How does a Wi-Fi booster work?
A Wi-Fi booster connects to an existing wireless access point such as a router or hot spot and amplifies the network signal. This extends the range of the wireless network, meaning you’ll be able to connect to your Wi-Fi in areas that were previously black spots.
A Wi-Fi booster won’t increase the speed of your broadband connection itself, but if you previously had a weak signal you’ll see an increase in the speeds you reach on your devices.
Wi-Fi boosters can be either single-band or dual-band. The ‘band’ is the frequency the router receives and transmits signals at. Dual-band devices can handle more traffic as they operate at both 2.4 GHz and 5 GHz frequencies, receiving a signal on one band and transmitting it on the other.
Did you know?

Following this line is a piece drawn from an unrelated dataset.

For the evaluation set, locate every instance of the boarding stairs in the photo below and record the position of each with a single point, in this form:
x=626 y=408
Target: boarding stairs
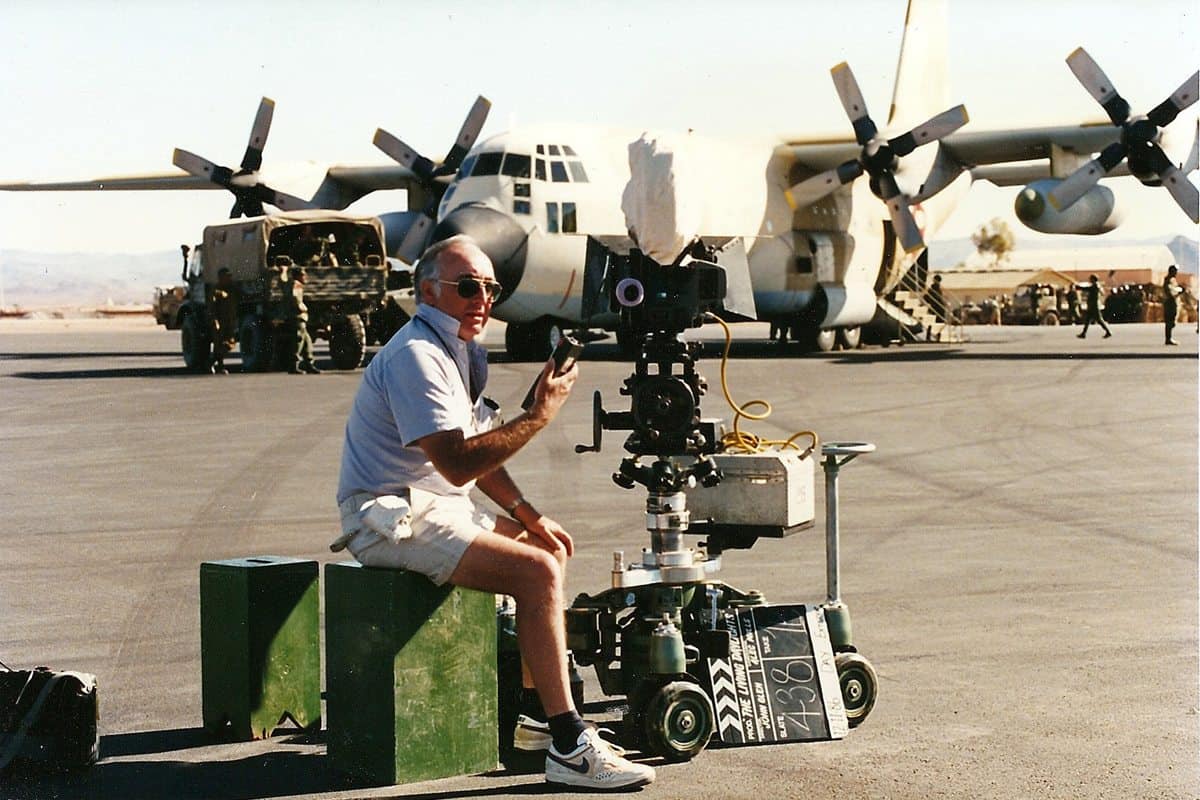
x=910 y=298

If you’re a sky broadband and TV customer then your TV box acts as a network range extender for your internet, creating a powerful mesh network in your home
How can I improve my booster’s performance?
The number one obstacle to wireless internet signals is obstruction from thick walls and furniture. Glass and concrete are the worst materials for blocking signals. Try and move your booster to a position where it has a clear, unobstructed line to your router, and between the booster and the device you’re connecting to the internet.
You can also connect to your Wi-Fi booster directly with an Ethernet cable. This can be useful if you need a strong internet connection in a different room from your router, but it isn’t practical to run a cable into your router directly. By removing half of the wireless transmission, there’s less chance for the signal quality to decrease. However, you’ll still get the best quality connection by connecting your device directly to your router.
What’s the best home internet connection?
The best quality internet connection available to you depends on where you live and the infrastructure available to connect to. As a general rule, Fibre to the premises (FTTP) internet is the fastest, then Fibre to the Cabinet. DSL and ADSL broadband are some of the slowest widely in use, relying on traditional copper telecom cables rather than fibre optics.
Regardless of the kind of connection you have, if you find that your home has dead zones or areas where your Wi-Fi network doesn’t reach then a Wi-Fi booster could help.
Where can I get a Wi-Fi booster?
You can find Wi-Fi boosters at most electronic stores, as well as from online retailers.
Your internet supplier may also offer you Wi-Fi range extenders. Internet providers including Sky, Virgin Media and BT offer their customers range extenders, as well as guarantees of internet access in every room, as an add-on with their broadband packages.